AAGAARD, Carl Frederik
(b. 1833, Odense, d. 1895, København)
Danish painter. He left his small town for Denmark's capital to study drawing at the Danish Royal Academy; Copenhagen was the centre of a spectacular resurgence of the arts. The art of the first half of the 19th century in Copenhagen was perhaps the greatest achievement of Denmark's Golden Age. The sculptor Bertel Thorvaldsen and the painter Eckersberg led an artistic renaissance during the Golden Age that produced, with the establishment of an academy in Charlottenborg in 1754, the artists Christen Købke, Jens Juel, Constantin Hansen, Martinus Rørbye, Johan Lundbye, Wilhelm Bendz, and Emanuel Larsen to name a few. The Royal Collections, what was later to become the National Collection after the peaceful transition to a constitutional monarchy, actively supported these new artists, buying these 'modern' pictures the moment they were exhibited.

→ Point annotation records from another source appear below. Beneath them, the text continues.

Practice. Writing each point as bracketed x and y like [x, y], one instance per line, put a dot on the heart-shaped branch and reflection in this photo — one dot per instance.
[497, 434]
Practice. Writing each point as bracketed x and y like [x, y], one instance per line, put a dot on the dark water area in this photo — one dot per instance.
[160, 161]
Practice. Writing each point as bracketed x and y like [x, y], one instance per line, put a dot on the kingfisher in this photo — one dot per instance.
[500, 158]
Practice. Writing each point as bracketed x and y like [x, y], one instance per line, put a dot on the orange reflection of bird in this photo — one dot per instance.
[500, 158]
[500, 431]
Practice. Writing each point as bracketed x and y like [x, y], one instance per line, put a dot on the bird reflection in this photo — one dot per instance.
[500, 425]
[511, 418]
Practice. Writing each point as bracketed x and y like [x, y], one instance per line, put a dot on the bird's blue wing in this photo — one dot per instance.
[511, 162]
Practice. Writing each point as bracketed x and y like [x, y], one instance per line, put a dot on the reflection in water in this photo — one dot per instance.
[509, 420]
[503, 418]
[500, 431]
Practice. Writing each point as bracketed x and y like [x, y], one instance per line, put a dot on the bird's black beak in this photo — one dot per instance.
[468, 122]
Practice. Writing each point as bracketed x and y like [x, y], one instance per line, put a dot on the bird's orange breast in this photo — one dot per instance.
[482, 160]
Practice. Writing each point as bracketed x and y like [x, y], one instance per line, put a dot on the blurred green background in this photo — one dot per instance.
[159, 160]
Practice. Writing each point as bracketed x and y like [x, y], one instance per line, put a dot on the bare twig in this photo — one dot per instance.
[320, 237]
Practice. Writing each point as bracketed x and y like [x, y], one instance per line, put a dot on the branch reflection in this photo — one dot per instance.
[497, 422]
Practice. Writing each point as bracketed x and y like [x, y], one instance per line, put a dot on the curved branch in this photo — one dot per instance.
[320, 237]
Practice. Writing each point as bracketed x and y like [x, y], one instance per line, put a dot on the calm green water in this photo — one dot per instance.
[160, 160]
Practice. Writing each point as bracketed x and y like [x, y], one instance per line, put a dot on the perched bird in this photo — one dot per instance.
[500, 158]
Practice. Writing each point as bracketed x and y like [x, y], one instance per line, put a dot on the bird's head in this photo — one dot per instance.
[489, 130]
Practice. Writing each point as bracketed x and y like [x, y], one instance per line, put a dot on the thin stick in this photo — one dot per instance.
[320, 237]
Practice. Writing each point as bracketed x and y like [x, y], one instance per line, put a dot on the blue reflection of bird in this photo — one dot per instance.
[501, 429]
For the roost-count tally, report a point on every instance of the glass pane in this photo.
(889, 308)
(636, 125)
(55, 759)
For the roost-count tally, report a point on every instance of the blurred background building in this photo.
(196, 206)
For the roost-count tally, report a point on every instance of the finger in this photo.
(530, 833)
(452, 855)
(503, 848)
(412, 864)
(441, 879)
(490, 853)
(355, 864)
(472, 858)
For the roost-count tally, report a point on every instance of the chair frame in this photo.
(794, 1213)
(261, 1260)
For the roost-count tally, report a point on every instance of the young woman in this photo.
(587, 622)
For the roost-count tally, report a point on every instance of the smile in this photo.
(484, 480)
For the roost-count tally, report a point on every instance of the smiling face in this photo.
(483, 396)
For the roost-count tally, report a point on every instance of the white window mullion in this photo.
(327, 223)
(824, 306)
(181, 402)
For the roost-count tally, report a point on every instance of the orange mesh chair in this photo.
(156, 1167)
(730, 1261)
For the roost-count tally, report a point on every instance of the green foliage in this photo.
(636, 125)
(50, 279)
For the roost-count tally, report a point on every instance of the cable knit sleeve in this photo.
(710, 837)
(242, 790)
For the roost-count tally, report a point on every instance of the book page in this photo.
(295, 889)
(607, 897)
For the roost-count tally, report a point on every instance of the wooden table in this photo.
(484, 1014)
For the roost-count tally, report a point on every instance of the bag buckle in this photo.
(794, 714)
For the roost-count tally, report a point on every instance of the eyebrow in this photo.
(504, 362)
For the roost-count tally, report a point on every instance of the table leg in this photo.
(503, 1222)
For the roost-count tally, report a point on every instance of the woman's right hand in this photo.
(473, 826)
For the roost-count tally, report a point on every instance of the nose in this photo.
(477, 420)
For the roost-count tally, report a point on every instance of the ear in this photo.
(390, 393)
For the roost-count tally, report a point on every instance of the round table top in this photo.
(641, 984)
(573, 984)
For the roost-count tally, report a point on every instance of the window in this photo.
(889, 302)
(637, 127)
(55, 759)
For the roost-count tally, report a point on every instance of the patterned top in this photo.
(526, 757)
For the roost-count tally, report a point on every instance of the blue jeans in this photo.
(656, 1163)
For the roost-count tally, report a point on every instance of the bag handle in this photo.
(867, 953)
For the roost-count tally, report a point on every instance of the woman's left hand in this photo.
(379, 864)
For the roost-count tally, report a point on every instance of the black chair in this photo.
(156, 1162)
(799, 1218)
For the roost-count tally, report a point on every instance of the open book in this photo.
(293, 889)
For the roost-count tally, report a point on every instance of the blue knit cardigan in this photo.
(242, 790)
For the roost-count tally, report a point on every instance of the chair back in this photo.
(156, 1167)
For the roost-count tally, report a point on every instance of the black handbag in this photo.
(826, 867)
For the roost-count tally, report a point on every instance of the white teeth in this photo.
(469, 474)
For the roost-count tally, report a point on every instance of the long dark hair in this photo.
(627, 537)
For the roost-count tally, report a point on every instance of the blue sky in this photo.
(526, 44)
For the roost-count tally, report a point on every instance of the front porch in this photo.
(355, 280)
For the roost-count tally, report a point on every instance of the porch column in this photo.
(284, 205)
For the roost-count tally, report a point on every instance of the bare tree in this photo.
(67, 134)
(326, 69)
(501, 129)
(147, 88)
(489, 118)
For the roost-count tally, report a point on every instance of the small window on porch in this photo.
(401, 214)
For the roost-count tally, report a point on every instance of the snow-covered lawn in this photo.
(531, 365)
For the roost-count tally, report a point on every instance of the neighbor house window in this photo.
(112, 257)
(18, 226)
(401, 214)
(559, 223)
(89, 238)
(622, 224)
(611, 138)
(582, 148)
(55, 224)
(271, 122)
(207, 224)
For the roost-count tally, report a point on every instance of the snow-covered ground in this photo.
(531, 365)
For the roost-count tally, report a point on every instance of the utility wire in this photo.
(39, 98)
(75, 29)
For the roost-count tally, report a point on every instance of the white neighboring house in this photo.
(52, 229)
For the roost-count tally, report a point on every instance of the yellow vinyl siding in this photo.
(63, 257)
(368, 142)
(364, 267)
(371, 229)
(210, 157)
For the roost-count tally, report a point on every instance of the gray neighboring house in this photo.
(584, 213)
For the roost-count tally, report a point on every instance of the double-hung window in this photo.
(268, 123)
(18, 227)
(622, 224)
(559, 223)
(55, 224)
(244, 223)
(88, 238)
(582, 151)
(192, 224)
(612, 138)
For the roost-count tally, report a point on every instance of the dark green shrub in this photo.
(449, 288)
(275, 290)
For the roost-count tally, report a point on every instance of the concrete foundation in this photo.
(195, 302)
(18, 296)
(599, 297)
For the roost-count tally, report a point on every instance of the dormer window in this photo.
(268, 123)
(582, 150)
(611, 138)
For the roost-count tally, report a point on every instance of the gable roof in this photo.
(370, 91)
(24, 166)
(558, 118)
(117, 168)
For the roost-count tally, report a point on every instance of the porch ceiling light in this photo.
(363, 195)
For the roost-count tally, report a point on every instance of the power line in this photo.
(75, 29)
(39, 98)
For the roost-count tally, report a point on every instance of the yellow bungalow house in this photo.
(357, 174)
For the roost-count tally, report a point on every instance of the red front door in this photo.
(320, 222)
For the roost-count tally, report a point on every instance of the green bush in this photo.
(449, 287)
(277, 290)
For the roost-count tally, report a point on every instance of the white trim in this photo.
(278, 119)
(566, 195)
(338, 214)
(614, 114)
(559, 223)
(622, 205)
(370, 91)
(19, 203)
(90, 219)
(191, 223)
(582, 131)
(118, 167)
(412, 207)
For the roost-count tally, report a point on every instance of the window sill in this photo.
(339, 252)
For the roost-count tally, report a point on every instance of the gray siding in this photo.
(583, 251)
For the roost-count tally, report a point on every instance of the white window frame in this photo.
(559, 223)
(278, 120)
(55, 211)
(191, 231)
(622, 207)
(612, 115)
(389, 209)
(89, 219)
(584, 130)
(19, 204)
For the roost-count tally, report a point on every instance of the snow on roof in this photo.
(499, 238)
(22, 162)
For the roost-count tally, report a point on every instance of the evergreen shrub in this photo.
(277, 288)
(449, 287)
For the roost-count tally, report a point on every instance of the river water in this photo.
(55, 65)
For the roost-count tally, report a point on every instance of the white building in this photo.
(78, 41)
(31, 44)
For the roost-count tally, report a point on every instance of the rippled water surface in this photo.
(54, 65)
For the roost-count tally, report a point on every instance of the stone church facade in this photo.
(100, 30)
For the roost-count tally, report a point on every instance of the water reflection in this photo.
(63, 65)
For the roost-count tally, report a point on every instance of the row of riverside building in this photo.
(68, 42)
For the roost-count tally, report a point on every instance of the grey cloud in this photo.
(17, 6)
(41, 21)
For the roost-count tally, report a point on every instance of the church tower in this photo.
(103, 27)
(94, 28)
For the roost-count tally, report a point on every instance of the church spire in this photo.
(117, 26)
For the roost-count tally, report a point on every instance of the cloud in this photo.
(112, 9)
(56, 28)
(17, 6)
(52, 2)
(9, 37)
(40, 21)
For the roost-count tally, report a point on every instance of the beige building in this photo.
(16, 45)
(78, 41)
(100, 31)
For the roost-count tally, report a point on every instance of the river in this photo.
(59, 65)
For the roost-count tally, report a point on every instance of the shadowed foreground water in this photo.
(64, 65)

In the face of such disasters as the overwhelming defeat of their famed navy by the British in 1801, the English bombardment of Copenhagen in 1807 that destroyed hundreds of buildings inthe small city and damaged over a thousand, and the declaration of national bankruptcy in 1813 and subsequent loss of Norway, Danish culture flourished with a willful energy and a unique character. Aagaard began his career towards the end of this great period in Denmark but was instructed by the country's great artists while at the Academy.
In addition to studying drawing, Aagaard assisted his older brother, a glass engraver at his professional studio. Aagaard next apprenticed in the studio of Hilker, a painter. Aagaard collaborated with Hilker on work at the University and other public monuments. It was his final teacher though, the landscape painter Peter Kristian Skoovgaard, that was to be the most influential. In 1857 Aagaard exhibited for the first time to great success. He continued to exhibit and trips to Switzerland and Italy helped to perfect his style.
In 1892 he was honoured with the title 'Professor'. He died in Copenhagen in 1895.